The American Lead Pencil Company of New York doesn’t get much respect, since the company’s products were made for the lower-priced market. Cross-town rival Eagle Pencil Company did much the same thing, but with a much wider range of products and, therefore, a proportionally greater cult following.
A few things have been accumulating around the A.L.P. wing of the museum (in case you have seen pencils with that imprint on the top . . . well, now you know what that stands for), starting with one that is so nice, you might question whether “lower-priced” is really a fair characterization of the company’s products:
This is a Venus Everpointed, and about the only thing subtle about it is the faint imprint on the upper barrel.
These came both with slightly domed crown tops like this, but also with rounded caps resembling a metal Conklin pencil. Both were pictured a few years ago in “The ‘Everrounded,’ Perhaps” (March 1, 2018: Volume 5, page 168), in which other variations along these lines appeared:
The American Lead Pencil Company’s bread and butter, however, was the company’s woodcased pencils, and the Venus name is more closely associated with wood pencils than their mechanical ones. American, like Eagle, had a flair for kitsch, and one of their more dramatic offerings surfaced in a box lot of pencils John Martenson sold to me at the Chicago Show in May:
This is the American Model 400 “Club,” complete with a figural golf club tip for which a patent was applied for:
That would have been a design patent to protect the tip’s appearance, rather than a utility patent to protect its function – except perhaps on the miniest of mini-golf courses.
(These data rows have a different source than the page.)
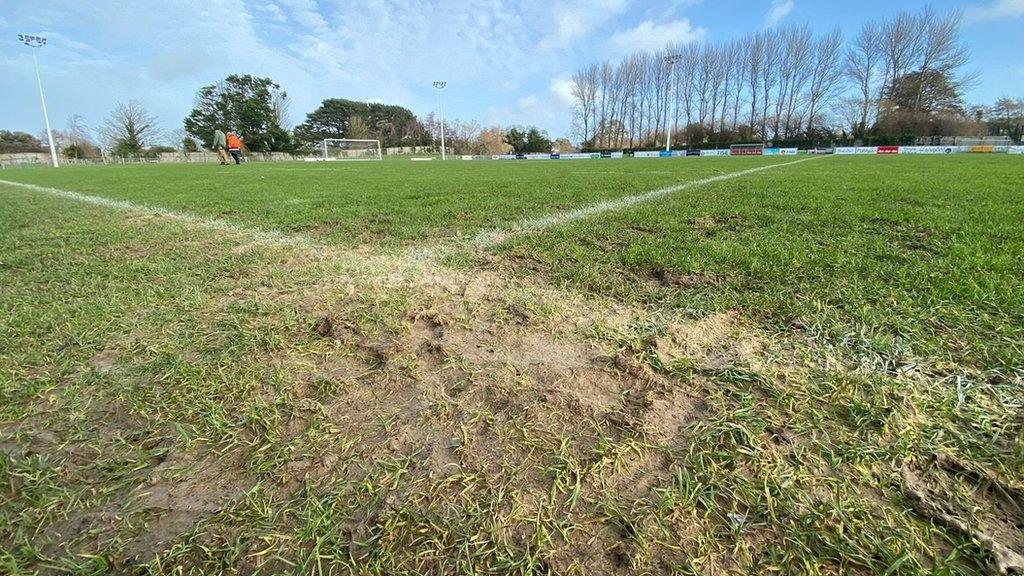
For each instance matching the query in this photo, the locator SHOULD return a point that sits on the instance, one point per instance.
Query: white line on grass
(261, 236)
(489, 239)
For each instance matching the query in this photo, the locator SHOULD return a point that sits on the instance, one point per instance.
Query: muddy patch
(714, 342)
(976, 504)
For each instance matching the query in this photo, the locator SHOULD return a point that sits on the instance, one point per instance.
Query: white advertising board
(858, 150)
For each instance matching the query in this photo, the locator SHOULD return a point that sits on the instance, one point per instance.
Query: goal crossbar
(351, 150)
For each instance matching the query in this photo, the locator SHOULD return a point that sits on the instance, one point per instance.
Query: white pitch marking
(263, 236)
(489, 239)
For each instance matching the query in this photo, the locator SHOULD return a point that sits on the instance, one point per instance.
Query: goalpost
(349, 149)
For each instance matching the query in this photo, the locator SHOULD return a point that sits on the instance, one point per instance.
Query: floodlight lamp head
(32, 41)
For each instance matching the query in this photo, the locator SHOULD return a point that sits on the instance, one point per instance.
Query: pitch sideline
(493, 238)
(259, 235)
(482, 241)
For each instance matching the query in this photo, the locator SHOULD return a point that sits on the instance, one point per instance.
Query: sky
(505, 62)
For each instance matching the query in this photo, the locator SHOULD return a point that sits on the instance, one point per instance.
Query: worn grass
(754, 377)
(377, 203)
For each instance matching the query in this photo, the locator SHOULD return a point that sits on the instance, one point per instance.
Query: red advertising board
(739, 151)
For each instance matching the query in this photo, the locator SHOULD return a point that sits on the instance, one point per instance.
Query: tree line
(900, 76)
(896, 79)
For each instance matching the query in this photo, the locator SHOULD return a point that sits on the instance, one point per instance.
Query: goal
(347, 149)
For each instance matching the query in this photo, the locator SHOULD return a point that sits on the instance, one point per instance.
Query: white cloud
(778, 10)
(995, 10)
(306, 13)
(561, 89)
(650, 36)
(579, 18)
(272, 11)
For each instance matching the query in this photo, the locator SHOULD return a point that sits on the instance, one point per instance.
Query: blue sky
(505, 62)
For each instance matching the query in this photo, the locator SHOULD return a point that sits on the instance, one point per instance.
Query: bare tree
(861, 64)
(826, 75)
(585, 94)
(129, 129)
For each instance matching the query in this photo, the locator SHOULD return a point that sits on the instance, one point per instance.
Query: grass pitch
(814, 369)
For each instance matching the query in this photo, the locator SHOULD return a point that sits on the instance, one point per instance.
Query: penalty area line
(262, 236)
(489, 239)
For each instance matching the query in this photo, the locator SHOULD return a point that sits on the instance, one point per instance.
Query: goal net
(346, 149)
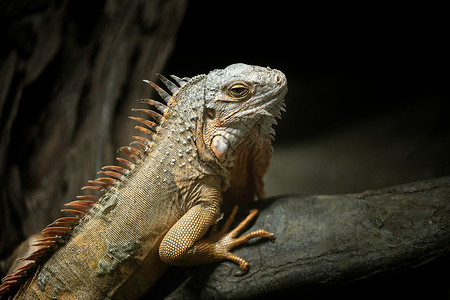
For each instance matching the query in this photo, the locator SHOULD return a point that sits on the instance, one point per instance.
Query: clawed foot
(222, 242)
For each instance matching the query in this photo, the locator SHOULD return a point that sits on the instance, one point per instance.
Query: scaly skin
(214, 136)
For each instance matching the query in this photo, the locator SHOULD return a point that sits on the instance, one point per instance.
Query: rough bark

I was unable to find any patent issued to protect a golf club-shaped pencil topper. I did list a design patent for a hockey stick -shaped pencil in American Writing Instrument Patents Vol. 2: 1911-1945, but hockey players don’t use woods, and that design patent wasn’t issued until 1932.
There’s another clue on the back side of the club: “Trade Mark.”
I’m striking out again there: in American Writing Instrument Trademarks 1870-1953, I didn’t list a trademark either for a golf club-shaped pencil, or for the word “Club” in connection with writing instruments.
What I did find, when I went to file my American “Club” pencil away, was that I already had one – or at least, something very close:
Apparently the “Club” came both in a wood and an iron, also marked with the “Trade Mark” on the face of the club:
This No. 129 “Aurora” set of wax crayons with holder came from an online auction:
The holder is the most primitive form of “mechanical” pencil, called a porte crayon amongst those who collect pencils with their pinkies extended. It is nothing more than a tube with a slot on the end - sliding the ring forward with a crayon in place clamps the holder down to secure it for writing.
This next item is a nice piece of ephemera that was gifted to me by a visitor to the museum – I don’t remember who it was, so someone please remind me:
This 1892 postcard thanked a good customer for a recent order.
Such a nice snapshot in time, with fantastic artwork and a connection to the Housatonic Railroad Company of Bridgeport, Connecticut, was the perfect piece to put next to my “Little Giant” American dropper pencil, which has that same shield logo - see “That’s Heavy, Man” (December 20, 2016: Volume 4, page 294).
I have no idea where this last item came from – these things seem to reproduce like rabbits whenever I turn out the lights in the museum for the night.
The box is empty, and I haven’t seen an American Lead Pencil branded as the “Jewel” – but if I ever do, I know where it belongs!